MALE ORDER

Makeup for men – and genderless makeup – is becoming mainstream.

Portrait of Tammy Strobel

Makeup for men – and genderless makeup – is becoming mainstream. What’s fuelling the trend, just how different is it from cosmetics targeted at women, and what will happen next? Aileen Lalor reports.

When makeup artist Larry Yeo started his career on the retail floor at M.A.C in the early noughties, male customers weren’t a rarity as such. “They would buy concealers to hide zits, under-eye circles or hickeys,” he says. “Or sometimes, I would see them in foundation that was three shades too light for their skin, because they’d borrowed their girlfriend’s makeup.”

That’s no longer a necessity. Makeup for men has bubbled along for years – JeanPaul Gaultier’s now defunct Monsieur line came out in 2008, while men’s skincare label Lab Series launched BB Tinted Moisturizer (£33, or S$57.30, www.mrporter.com) in 2012. Then, there are genderless products from brands like Make Up For Ever, Sisley and M.A.C, which have never overtly aimed their products at women. M.A.C, in particular, has always championed inclusivity with its “all races, all genders, all ages” mantra, and has a number of products that are particularly loved by men, including its Brow Gel ($34), and Face and Body Foundation ($56). And of course, periodically, cultural movements would make it acceptable for men to don makeup – from the ancient Egyptians to glam-rockers, punks, goths and New Romantics.

Now, things seem to be reaching the mainstream, both in terms of launches and interest. Market research firm Mintel predicted that gender-neutral beauty was one of the big trends to watch for last year, reporting that “consumers are moving away from traditional gender stereotypes and expectations… they are going to come to expect brands to push a gender-neutral message to the fore of their new product development and marketing campaigns”. And beyond gender-neutral, more are launching men-specific products – in 2017, there was Tom Ford with a small “For Men” range that included a Hydrating Lip Balm ($51) and Concealer ($78, Tangs).

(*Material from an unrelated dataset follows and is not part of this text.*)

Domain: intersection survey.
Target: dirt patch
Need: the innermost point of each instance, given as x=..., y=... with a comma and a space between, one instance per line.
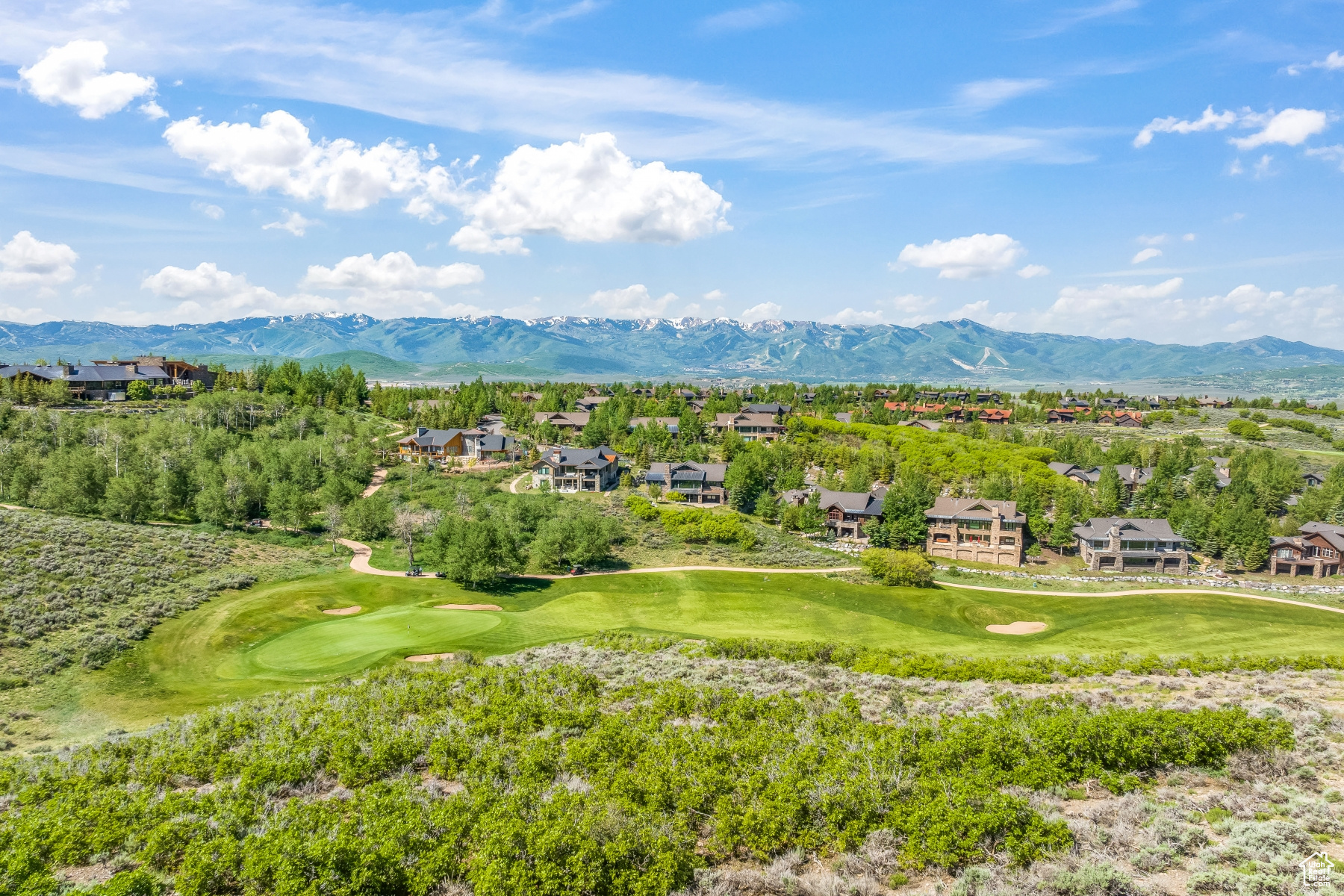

Now, there’s Chanel with its Boy de Chanel male makeup range of three products: Lip Balm ($55), Foundation ($114) and Brow Pencil ($62).

Several factors are fuelling all this. First, there’s the blurring of the gender binary and an expansion of what masculinity means. K-pop stars have always been groomed and perfected, but they’ve become increasingly so – compare photos of Rain from a decade ago with that of BTS, the most phenomenal and trendiest of male K-pop stars today. According to Korean Research firm Opensurvey, 15 per cent of Korean men regularly wear BB cream. At the end of last year, Korean beauty company Hera joined forces with Korean fashion label Blindness on a limited edition makeup collection. This was not aimed particularly at men, but the packaging reflected Blindness’s genderless aesthetic. Products include a special version of Hera’s wildly popular Black Cushion ($75, from the brand’s Ion flagship and Takashimaya counter) printed with an illustration of a king’s and queen’s faces merged into one gender-ambiguous entity aptly dubbed “Quings”.

“Koreans attach a high significance to one’s appearance. Consequently, many Korean men are highly interested in grooming,” says Jason Lee, Hera’s chief makeup artist. “Soft, charismatic characters that show strong masculinity and strength are well-loved. The ideal male image is highlighted in advertisements and dramas, where men are required to become perfect physically, mentally and emotionally. The perfect guy needs to be healthy, as well as muscular, and have beautiful, clear skin.”

There is disagreement, though, on how progressive Asia as a whole is. “While Korean men have gained a rep for being more “delicate”, this seems to apply only to celebrities in the cloistered world of K-drama and K-pop. There is still a roiling undercurrent of misogyny and homophobia across Asia that prevents your average man from shrugging off the shackles of ‘traditional’ gender norms,” says Eugene Quek, a former beauty editor. Indeed, Valerie Khoo, marketing executive for M.A.C, says only a small segment of the brand’s customers here are male – and they tend to be from the performing arts.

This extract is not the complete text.